Le premier juge a rappelé qu'en application des dispositions ci-dessus reprises, si le prix de vente du fonds de commerce était remis au cédant pendant le délai de solidarité, au mépris des dispositions des articles L 141-12 et -14 du Code de commerce, l'acquéreur pouvait être poursuivi par l'administration fiscale pour les impôts visés à l'article 1684 1° du CGI. Il a par ailleurs observé qu'un premier versement à valoir sur le prix de cession a été réalisé par l'acquéreur le 30 octobre 2014. Or un tel paiement, effectué avant même que le délai d'opposition de l'administration n'ait pu commencer à courir, ne pouvait être considéré comme libératoire à l'égard des tiers. Il est également observé que la partie du prix de cession non séquestrée et directement versée au vendeur 150.000 euros, au jour de la réitération de la vente (01/12/2014) ne pouvait pas plus avoir d'effet libératoire à l'égard des tiers pour les mêmes motifs, la publicité n'ayant été effectuée qu'au sein du BODACC du 11 janvier 2015. S'agissant de l'annulation de l'opposition, le premier juge a relevé que s'il existait une contradiction du montant total des impositions dues (entre les versions en lettres ou chiffres), celle-ci était sans conséquence, dès lors que le détail des sommes à recouvrer permettait de déterminer quelle mention correspondait à l'étendue de la créance ; que l'opposition contenait une élection de domicile et avait été formée auprès de l'officier ministériel mentionné à l'avis BODACC de sorte qu'elle était régulière. Cependant, il a été souligné que les sommes dont le paiement est réclamé par l'administration fiscale comprennent des créances de TVA et de taxe foncière des entreprises, qui ne sont pas visées par l'article 1684 1° CGI d'une part et d'autre part que celle portant sur l'impôt sur les sociétés ne relève pas de l'exercice en cours au jour de la cession. Dans ces conditions les demandes formées par l'administration fiscale à l'encontre de l'acquéreur ont été rejetées.

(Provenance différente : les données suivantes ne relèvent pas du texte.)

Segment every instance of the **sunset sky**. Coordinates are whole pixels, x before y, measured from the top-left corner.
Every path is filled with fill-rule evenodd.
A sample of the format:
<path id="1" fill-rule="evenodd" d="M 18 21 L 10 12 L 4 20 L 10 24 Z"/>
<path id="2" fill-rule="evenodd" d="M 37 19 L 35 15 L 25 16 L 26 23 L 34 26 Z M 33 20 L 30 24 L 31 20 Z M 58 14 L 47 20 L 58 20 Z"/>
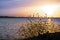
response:
<path id="1" fill-rule="evenodd" d="M 0 16 L 60 17 L 60 0 L 0 0 Z"/>

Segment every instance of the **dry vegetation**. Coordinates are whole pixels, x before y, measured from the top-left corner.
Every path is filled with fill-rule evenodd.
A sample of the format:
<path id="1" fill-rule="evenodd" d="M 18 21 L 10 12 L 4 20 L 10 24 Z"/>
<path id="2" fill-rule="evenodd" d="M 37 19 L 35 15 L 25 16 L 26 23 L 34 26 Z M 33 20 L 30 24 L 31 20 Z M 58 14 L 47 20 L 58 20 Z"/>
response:
<path id="1" fill-rule="evenodd" d="M 22 25 L 18 31 L 19 38 L 25 39 L 29 37 L 43 35 L 45 33 L 55 33 L 60 32 L 60 27 L 57 24 L 54 24 L 52 21 L 42 21 L 41 18 L 38 21 L 28 19 L 27 24 Z"/>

Aux termes de ses dernières écritures, l'administration fiscale rappelle que l'acquéreur d'un fonds de commerce qui paie le prix sans respecter le délai d'opposition n'est pas libéré à l'égard des tiers créanciers même non opposants. Ainsi, l'appelante indique qu'en procédant directement au versement de la somme de 250.000 euros avant l'expiration du délai d'opposition, l'opticien a violé les dispositions de l'article L 141-17 du Code de commerce et l'a privée de l'intégralité de sa créance. De plus, elle souligne que l'acquéreur a réitéré son comportement en versant la somme complémentaire de 150.000 euros lors de la régularisation de l'acte définitif. En outre, l'administration observe qu'aux termes de la convention de séquestre et de l'acte de vente du 1er décembre 2014, l'opticien 'se trouvait engagé par les actes confiés à ce dernier [le séquestre], le paiement ne pouvant intervenir que sur justifications des radiations de privilège, de mainlevée des oppositions, du paiement des impôts, ainsi que cela était expressément rappelé dans l'acte'. Par ailleurs, elle rappelle que courant août 2014 elle avait inscrit un privilège et a valablement mais vainement régularisé une opposition ce qui constitue un manquement de la part du séquestre. Elle affirme donc que 'c'est donc délibérément et avec une intention et une collusion tout à fait particulière entre cédants et acquéreurs (sic) que le prix a été payé de manière précipitée entre les mains du cédant arrière les intérêts (sic) de l'administration fiscale'. S'agissant des arguments développés par l'opticien, l'appelante rappelle avoir formé opposition dans les 10 jours ; que l'article L 141-14 n'impose aucunement que le séquestre en soit informé ; que cet article n'impose aucunement la mention en lettres du montant de la créance ; qu'enfin la mention à l'article 1684 du CGI est sans incidence dès lors que ces dispositions ne fondent pas ses prétentions. Pour le surplus, elle rappelle que l'avis au BODACC mentionne l'étude d'huissier pour les oppositions et que seuls les termes de cette information sont opposables aux tiers. Elle déduit donc qu'en procédant au paiement du prix à hauteur de 400.000 euros, l'acquéreur a entendu soustraire une portion importante de ce prix du recours des créanciers, de sorte qu'elle doit en supporter les conséquences. Il est donc conclu à l'infirmation de la décision de première instance à ce titre.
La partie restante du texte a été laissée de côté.